The annual banquets of the State societies are now assuming greater importance. Each State has thousands of men who have been or still are citizens, but who live in New York. Those dinners attract the leading politicians of their several States. It is a platform for the ambitious to be president and sometimes succeeds.

Garfield made a great impression at one of these State dinners, so did Foraker, and at the last dinner of the Ohio Society the star was Senator Warren G. Harding. On one occasion, when McKinley and Garfield were present, in the course of my speech I made a remark which has since been adopted as a sort of motto by the Buckeye State. Ohio, I think, has passed Virginia as a mother of presidents. It is remarkable that the candidates of both great parties are now of that State. I said in the closing of my speech, alluding to the distinguished guests and their prospects: "Some men have greatness thrust upon them, some are born great, and some are born in Ohio."

One of the greatest effects produced by a speech was by Henry Ward Beecher at an annual dinner of the Friendly Sons of St. Patrick. At the time, the Home Rule question was more than ordinarily acute and Fenianism was rabid. While Mr. Beecher had great influence upon his audience, his audience had equal influence upon him. As he enlarged upon the wrongs of Ireland the responses became more enthusiastic and finally positively savage. This stirred the orator up till he gave the wildest approval to direct action and revolution, with corresponding cheers from the diners, standing and cheering. Mr. Beecher was explaining that speech for about a year afterwards. I was a speaker on the same platform.

Mr. Beecher always arrived late, and everybody thought it was to get the applause as he came in but he explained to me that it was due to his method of preparation. He said his mind would not work freely until three hours after he had eaten. Many speakers have told me the same thing. He said when he had a speech to make at night, whether it was at a dinner or elsewhere, that he took his dinner in the middle of the day, and then a glass of milk and crackers at five o'clock, with nothing afterwards. Then in the evening his mind was perfectly clear and under absolute control.

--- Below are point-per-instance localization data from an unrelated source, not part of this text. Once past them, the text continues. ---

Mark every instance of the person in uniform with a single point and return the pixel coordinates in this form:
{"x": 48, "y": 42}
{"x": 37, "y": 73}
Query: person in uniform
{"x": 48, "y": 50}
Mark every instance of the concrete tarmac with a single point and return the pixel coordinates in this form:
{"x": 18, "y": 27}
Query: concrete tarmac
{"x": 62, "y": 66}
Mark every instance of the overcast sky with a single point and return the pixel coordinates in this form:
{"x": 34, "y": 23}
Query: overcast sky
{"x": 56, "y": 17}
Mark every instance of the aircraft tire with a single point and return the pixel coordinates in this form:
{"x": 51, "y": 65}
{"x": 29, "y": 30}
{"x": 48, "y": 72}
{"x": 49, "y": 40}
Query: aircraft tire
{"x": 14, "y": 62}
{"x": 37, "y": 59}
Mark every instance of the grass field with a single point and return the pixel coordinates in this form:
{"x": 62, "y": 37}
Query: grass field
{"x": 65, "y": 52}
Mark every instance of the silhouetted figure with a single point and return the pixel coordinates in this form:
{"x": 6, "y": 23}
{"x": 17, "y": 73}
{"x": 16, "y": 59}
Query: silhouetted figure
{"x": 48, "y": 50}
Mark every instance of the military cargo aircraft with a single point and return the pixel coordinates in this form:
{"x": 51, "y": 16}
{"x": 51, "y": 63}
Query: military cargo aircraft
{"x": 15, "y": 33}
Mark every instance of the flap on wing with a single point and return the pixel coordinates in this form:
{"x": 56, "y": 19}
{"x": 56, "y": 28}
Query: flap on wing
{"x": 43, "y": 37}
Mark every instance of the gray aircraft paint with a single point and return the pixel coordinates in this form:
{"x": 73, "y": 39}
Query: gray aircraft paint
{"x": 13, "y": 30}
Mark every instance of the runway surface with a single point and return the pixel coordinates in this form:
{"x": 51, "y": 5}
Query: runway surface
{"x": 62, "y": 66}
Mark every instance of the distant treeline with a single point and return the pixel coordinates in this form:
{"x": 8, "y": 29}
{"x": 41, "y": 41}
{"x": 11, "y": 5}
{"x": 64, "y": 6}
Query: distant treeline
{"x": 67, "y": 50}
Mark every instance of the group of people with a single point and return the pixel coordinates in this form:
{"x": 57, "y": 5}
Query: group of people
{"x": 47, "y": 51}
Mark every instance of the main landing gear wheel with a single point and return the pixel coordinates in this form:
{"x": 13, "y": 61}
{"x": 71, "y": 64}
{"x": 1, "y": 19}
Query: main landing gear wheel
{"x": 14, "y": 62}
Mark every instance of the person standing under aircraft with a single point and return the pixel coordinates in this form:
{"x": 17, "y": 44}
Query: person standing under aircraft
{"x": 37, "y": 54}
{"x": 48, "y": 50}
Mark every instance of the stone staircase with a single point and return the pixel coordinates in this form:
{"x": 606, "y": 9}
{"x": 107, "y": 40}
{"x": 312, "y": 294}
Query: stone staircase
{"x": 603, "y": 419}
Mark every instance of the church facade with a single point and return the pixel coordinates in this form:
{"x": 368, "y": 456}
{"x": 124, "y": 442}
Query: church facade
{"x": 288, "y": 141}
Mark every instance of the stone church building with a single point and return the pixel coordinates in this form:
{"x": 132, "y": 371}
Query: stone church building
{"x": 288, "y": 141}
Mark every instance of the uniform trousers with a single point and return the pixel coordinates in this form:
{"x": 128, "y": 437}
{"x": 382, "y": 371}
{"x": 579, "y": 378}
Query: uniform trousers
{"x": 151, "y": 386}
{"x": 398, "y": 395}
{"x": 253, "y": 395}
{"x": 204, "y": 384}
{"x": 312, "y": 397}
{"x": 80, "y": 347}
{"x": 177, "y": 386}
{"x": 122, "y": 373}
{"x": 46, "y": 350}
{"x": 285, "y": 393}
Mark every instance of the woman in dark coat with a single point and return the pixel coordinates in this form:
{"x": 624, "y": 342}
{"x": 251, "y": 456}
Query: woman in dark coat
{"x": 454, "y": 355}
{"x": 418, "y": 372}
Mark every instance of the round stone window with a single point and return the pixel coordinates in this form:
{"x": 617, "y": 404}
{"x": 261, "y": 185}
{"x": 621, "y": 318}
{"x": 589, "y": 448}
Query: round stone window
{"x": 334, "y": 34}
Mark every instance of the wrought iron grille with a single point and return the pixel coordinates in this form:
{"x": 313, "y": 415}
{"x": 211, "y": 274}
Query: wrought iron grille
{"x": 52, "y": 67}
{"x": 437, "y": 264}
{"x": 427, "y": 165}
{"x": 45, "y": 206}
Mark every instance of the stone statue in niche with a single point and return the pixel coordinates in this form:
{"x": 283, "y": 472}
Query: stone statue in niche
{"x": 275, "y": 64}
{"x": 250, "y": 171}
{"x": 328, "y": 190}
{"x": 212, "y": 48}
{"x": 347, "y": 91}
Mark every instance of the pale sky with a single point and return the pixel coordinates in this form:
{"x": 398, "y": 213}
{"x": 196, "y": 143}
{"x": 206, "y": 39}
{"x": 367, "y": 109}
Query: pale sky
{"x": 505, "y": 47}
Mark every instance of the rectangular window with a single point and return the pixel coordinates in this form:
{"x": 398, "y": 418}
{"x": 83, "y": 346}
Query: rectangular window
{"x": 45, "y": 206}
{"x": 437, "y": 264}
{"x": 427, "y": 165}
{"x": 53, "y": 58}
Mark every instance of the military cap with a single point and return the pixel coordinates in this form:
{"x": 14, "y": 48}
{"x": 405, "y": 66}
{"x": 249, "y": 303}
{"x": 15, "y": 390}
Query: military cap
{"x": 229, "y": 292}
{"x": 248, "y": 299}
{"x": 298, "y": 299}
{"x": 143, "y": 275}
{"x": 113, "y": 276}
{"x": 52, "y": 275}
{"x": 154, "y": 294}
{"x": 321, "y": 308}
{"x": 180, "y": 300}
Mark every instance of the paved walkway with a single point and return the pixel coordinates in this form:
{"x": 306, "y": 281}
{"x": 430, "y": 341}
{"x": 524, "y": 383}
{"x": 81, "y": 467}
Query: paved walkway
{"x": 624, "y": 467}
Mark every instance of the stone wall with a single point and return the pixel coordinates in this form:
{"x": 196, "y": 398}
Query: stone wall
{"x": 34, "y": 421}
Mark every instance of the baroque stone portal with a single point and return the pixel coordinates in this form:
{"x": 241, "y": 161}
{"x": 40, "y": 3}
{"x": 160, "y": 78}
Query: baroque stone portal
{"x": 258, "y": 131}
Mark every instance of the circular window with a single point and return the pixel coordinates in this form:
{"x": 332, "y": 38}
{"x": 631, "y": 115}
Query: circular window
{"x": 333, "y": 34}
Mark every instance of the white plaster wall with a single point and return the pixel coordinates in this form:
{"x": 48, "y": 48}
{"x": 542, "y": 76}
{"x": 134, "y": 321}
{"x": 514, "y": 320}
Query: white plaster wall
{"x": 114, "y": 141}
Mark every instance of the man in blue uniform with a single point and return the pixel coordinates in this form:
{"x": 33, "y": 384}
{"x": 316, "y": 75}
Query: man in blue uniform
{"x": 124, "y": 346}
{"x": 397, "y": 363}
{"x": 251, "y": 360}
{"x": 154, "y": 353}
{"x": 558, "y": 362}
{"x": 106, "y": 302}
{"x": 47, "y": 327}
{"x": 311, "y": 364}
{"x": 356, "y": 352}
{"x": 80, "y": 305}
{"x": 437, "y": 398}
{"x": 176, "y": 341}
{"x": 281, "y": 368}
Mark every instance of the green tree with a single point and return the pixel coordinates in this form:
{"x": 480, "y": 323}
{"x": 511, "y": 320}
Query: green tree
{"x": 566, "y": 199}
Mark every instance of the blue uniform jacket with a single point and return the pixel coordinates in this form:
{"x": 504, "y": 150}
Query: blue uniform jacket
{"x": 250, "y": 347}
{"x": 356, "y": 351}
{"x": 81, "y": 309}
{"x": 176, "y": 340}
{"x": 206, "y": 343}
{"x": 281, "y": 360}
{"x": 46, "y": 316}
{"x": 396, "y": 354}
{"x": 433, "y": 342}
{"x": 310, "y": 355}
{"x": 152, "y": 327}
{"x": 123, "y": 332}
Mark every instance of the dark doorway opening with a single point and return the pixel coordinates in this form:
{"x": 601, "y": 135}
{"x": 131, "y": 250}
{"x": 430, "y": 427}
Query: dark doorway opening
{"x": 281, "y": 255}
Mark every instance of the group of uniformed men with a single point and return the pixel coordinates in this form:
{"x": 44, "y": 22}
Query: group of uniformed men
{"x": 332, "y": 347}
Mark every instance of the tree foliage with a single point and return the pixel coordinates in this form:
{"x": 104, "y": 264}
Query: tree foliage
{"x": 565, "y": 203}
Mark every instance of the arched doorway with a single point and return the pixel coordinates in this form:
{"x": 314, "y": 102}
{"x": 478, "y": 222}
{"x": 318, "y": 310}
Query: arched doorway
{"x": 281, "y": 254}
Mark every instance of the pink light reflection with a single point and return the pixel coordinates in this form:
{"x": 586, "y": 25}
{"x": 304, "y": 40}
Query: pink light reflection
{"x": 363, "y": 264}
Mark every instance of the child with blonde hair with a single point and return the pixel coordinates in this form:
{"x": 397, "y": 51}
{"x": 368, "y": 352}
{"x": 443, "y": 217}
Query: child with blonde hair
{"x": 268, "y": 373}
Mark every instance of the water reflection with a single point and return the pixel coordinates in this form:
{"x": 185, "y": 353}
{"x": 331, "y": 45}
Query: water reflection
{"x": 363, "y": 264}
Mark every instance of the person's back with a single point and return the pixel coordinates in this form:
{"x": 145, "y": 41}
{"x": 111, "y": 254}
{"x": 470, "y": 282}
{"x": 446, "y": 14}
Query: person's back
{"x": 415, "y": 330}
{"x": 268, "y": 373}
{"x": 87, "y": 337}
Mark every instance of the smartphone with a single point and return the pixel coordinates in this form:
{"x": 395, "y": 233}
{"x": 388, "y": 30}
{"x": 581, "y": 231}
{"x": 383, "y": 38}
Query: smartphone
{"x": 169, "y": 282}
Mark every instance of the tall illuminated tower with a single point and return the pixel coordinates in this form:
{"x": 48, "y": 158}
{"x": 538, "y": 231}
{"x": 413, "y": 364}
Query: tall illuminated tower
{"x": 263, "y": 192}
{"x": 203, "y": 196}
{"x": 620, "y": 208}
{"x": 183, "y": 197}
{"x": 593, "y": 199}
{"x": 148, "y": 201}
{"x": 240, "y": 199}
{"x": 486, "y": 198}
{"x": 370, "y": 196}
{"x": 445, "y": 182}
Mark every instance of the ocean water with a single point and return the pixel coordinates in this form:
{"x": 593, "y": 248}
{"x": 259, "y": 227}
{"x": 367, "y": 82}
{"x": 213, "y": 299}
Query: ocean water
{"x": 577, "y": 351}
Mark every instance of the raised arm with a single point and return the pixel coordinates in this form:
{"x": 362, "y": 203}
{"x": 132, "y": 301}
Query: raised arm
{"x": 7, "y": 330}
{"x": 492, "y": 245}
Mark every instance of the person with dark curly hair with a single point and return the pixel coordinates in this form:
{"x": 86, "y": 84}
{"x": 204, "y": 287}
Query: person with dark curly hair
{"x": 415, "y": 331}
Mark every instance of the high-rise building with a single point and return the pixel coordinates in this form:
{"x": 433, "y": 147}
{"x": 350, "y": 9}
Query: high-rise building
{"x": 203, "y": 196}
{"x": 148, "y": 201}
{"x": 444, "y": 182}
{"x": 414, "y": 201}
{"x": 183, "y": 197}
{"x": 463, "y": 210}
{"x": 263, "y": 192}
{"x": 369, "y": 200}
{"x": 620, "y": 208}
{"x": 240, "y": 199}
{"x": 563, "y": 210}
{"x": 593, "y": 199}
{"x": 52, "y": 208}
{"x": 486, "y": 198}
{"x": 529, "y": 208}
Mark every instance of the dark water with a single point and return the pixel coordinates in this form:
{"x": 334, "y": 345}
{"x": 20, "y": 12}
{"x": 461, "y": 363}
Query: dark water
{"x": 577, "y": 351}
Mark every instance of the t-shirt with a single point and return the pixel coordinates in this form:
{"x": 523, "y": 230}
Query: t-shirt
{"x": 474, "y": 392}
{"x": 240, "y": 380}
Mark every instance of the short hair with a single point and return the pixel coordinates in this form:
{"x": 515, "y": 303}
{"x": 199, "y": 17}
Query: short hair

The Lotos Club has been for fifty years to New York what the Savage Club is to London. It attracts as its guests the most eminent men of letters who visit this country. Its entertainments are always successful. For twenty-nine years it had for its president Mr. Frank R. Lawrence, a gentleman with a genius for introducing distinguished strangers with most felicitous speeches, and a committee who selected with wonderful judgment the other speakers of the evening. A successor to Mr. Lawrence, and of equal merit, has been found in Chester S. Lord, now president of the Lotos Club. Mr. Lord was for more than a third of a century managing editor of the New York Sun, and is now chancellor of the University of the State of New York.

I remember one occasion where the most tactful man who ever appeared before his audience slipped his trolley, and that was Bishop Potter. The bishop was a remarkably fine preacher and an unusually attractive public speaker and past master of all the social amenities of life. The guest of the evening was the famous Canon Kingsley, author of "Hypatia" and other works at that time universally popular. The canon had the largest and reddest nose one ever saw. The bishop, among the pleasantries of his introduction, alluded to this headlight of religion and literature. The canon fell from grace and never forgave the bishop.

On Lotos nights I have heard at their best Lord Houghton, statesman and poet, Mark Twain, Stanley the explorer, and I consider it one of the distinctions as well as pleasures of my life to have been a speaker at the Lotos on more occasions than any one else during the last half century.